Döngüsel ekonomi, üretim ve iş dünyasında atıkların kontrolü ve azaltılmasına yönelik sistematik bir yaklaşımdır. Temel fikir, kullanılamaz hale geldiklerinde yeniden kullanılabilecek, azaltılabilecek veya geri dönüştürülebilecek ürünlerin tasarlanmasıdır. Daha sonra bu ürünler bir şekilde tekrar üretime dahil edilebilir, böylece malzemeler atık olarak kalmamış olur.
Döngüsel ekonomi üç ana ilke üzerinde çalışır: artık atık veya kirlilik üretmeyen üretim sistemleri oluşturmak; sınırlı uygulanabilirliğe sahip malzemeler yerine yeniden kullanım değerlerine göre malzeme seçmek ve yenilenebilir güç kaynakları ve malzemeler kullanmak.
Pratikte bu, çevreye toksin veya karbon salımı yaratmayan temiz üretim süreçlerinin kullanılması, dayanıklı ve kullanım süresi sona erdikten sonra geri dönüştürülebilen malzemelerin kullanılması ve yenilenebilir güç kaynaklarının ve güvenli bir şekilde geri dönüştürülebilen biyo-bazlı malzemelerin (örneğin, bambu gibi) üretim malzemeleri olarak kullanılması anlamına gelir.
Doğrusal ekonomiden döngüsel ekonomiye geçmenin, çevresel faydalarından bağımsız olarak, kendinize ve müşterilerinize para tasarrufu sağlamak veya daha az 'bilinçli işten ayrılma' sayesinde personeli elde tutmak gibi birçok ticari faydası var.
Döngüsel ekonomi, doğrusal ekonominin standart al-yap-at (take-make-waste) tarzından daha pahalı ve zaman alıcı gibi görünse de dünyadaki kaynakların sınırlı olduğu gerçeğine saygı duyduğu için uzun vadede daha faydalıdır.
Küresel atık büyük bir sorundur. Hızlı moda ve teknolojiden kaynaklanan milyonlarca ton atık her yıl çöpe atılıyor ve bu sadece insanlar ve çevre için kötü olmakla kalmıyor, aynı zamanda mevcut kaynakların utanç verici bir şekilde israf edilmesi anlamına da geliyor.
Afrika'ya yapılan e-atık boşaltımı gibi, zengin ülkelerin atıklarını daha yoksul ülkelere boşaltması uzun zamandır bir ciddi sorun teşkil ediyor. Ancak bu problemden daha da kötüsü, atık sayılan bu malzemelerin yeniden değerlendirilebileceği gerçeğidir. Bu durum, elektrikli araçlar gibi diğer çevresel çözümleri tehlikeye atan kaynak kıtlığı bağlamında ele alındığında daha da çarpıcı hale gelmekte.

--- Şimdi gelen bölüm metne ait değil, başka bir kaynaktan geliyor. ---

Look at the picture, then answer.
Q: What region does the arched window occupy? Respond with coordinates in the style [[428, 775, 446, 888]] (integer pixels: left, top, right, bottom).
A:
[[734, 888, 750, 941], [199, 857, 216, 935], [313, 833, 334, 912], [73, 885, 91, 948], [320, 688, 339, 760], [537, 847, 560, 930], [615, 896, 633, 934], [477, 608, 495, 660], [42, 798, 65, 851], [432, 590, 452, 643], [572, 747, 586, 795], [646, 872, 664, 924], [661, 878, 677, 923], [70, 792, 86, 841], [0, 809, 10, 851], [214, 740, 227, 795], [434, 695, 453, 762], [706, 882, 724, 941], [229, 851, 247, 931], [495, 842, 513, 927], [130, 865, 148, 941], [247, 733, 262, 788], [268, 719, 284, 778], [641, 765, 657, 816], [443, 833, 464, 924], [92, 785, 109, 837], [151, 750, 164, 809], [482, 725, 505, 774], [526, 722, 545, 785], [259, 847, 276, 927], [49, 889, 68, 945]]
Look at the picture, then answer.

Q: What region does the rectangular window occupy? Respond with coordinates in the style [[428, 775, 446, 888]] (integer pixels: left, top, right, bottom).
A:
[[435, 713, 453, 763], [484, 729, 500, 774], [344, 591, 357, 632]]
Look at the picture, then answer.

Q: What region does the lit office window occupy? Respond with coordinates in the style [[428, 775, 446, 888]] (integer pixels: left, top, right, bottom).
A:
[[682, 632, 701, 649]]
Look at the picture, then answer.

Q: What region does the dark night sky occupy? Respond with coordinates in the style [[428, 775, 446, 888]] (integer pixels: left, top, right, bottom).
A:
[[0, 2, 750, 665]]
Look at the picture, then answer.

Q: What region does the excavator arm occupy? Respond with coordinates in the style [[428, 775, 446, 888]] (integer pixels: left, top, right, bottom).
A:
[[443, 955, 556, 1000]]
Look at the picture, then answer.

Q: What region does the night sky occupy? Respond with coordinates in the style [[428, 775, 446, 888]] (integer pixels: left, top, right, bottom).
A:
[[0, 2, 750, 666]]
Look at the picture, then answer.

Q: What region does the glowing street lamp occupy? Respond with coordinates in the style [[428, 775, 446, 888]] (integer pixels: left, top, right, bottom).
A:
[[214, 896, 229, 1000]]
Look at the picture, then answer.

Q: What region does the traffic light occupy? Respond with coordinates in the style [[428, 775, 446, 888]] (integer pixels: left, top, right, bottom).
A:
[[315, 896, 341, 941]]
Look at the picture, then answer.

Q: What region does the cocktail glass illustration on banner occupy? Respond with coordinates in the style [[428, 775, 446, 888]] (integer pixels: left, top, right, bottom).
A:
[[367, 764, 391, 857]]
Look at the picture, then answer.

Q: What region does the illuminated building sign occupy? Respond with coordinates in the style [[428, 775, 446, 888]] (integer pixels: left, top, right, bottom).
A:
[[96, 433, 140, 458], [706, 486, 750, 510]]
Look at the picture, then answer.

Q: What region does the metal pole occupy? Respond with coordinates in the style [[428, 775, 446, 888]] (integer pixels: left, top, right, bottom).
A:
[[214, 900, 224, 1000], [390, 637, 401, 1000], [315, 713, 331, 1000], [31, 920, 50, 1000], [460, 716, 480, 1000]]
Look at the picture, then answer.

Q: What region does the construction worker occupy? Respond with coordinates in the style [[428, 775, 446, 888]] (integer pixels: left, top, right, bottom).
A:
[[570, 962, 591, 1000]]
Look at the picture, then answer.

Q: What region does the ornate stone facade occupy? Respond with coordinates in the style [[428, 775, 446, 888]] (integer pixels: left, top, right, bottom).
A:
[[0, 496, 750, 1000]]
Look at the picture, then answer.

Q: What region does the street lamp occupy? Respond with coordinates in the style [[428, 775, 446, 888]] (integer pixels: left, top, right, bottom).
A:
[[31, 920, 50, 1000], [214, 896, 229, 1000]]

Atık olacakları varsayımıyla ürün geliştirmek yerine, yeniden kullanım ve geri dönüşümü bu ürünlerin tüm yaşam döngüsüne dahil etmek çok önemlidir ve bir dereceye kadar öngörü gerektirir. Atık döngüsünü etkin bir şekilde yöneten bir işletme, tedarik zinciri üzerinde kontrol sahibi olur ve sınırlı kaynaklar için rekabeti en aza indirir. Malzemelerin orijinal amaçları için yeniden kullanılmasının güvenlik nedeniyle mümkün olmadığı durumlarda bile, atıkların mobilya veya giysi gibi başka şekillerde yeniden doğmasının yolları var. Yaygın olarak benimsenen bir iş uygulaması olan yan ürün sinerjisi, farklı üretim süreçlerinde ortaya çıkan yan ürünlerin veya atıkların başka sektörlere satılmasını içerir ve birçok sektör arasında iş birliklerinin gelişmesini sağlar.
Döngüsel ekonomi de bundan farklı değil. İşletmelerin atıklarını nasıl üretecekleri ve bunlardan nasıl para kazanacakları konusunda yaratıcı olmaları yeterli. Bu yaklaşım sadece işletmelere fayda sağlamakla kalmayacak, aynı zamanda çevre açısından verimliliği ve sürdürülebilirliği de artıracaktır.